In the early days of neuroscience, people learned that brain cells, or gray matter, were connected by other tissue, called white matter.

Korbinian Broadman discovered that different sections of the brain had varying appearances and numbered all of the ones he could find. He theorized that the different sections corresponded to different brain functions.

Studies of damaged brains, and later, brain imaging techniques, proved this was correct.

See also: 3 Bad Habits You Need to Break to Keep Your Brain Healthy.

The reason Broadman’s areas look different is because of the ways gray matter and white matter are set up.

Each area has its own function and is organized in its own unique way.
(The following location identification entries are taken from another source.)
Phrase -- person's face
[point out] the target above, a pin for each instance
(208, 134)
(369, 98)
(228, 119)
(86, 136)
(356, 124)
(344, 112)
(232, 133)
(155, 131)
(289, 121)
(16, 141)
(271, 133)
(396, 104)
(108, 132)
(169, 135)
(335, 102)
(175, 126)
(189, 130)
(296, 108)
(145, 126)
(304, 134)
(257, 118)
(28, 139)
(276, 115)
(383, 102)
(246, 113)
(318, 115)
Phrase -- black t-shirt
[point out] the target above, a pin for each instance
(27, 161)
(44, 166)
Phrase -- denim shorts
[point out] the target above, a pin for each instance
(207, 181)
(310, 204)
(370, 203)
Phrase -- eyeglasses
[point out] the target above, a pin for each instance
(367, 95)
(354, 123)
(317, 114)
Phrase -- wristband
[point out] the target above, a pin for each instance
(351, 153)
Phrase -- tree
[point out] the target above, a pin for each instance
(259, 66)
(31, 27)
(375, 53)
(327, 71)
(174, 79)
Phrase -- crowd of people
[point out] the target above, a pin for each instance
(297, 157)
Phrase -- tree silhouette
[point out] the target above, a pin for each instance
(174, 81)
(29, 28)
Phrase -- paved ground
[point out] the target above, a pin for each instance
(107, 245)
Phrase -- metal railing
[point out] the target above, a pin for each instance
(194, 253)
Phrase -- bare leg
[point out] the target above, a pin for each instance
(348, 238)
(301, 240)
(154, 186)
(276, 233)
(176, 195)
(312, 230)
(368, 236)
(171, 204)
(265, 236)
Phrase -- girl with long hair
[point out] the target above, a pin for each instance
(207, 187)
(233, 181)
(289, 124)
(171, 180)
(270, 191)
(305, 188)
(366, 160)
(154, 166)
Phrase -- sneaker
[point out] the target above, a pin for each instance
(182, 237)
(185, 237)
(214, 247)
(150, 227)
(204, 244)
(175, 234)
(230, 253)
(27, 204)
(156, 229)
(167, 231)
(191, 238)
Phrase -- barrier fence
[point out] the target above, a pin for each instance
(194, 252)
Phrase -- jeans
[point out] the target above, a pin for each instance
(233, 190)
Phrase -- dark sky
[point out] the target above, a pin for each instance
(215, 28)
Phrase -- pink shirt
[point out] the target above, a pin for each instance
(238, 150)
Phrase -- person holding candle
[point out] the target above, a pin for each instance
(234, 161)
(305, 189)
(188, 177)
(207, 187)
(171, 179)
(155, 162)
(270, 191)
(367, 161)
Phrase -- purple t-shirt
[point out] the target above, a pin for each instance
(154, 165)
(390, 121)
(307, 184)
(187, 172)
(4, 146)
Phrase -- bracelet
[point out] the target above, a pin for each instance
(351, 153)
It would be impossible for every brain cell to connect to every other brain cell. A pond snail has eleven thousand neurons, and a human has one thousand billion. Instead, each brain cell is connected to a few brain cells around it.

How Electrical Signals Travel Through The Brain

Electrical signals travel between brain cells by moving through white matter. To travel to different sections of the brain, a signal moves from a specialized cell to a “hub cell” connecting all of the specialized cells in the area. The hub cell sends it to other sections of the brain.

Think of this process like an airline’s route map.

Very few people want to go from Lima, Peru to Chicago, U.S.A. No airline would make a direct flight between these two places.

A person can still travel between these two cities by taking multiple flights connected by bigger airports. The small airports are like specialized cells, and the big airports are the hub cells.

Study of Brain Connections

The study of connections between brain cells is called connectomics.

Scientists in this field study the brain’s connections with as much detail as possible. Advances in technology have enabled these scientists to study the brain’s connections using a modified MRI machine.

Projects like the Human Connectome Project aim to fully understand how the brain is wired. Though there is not a complete understanding of the way the brain connects, the neuroscientific community is always learning.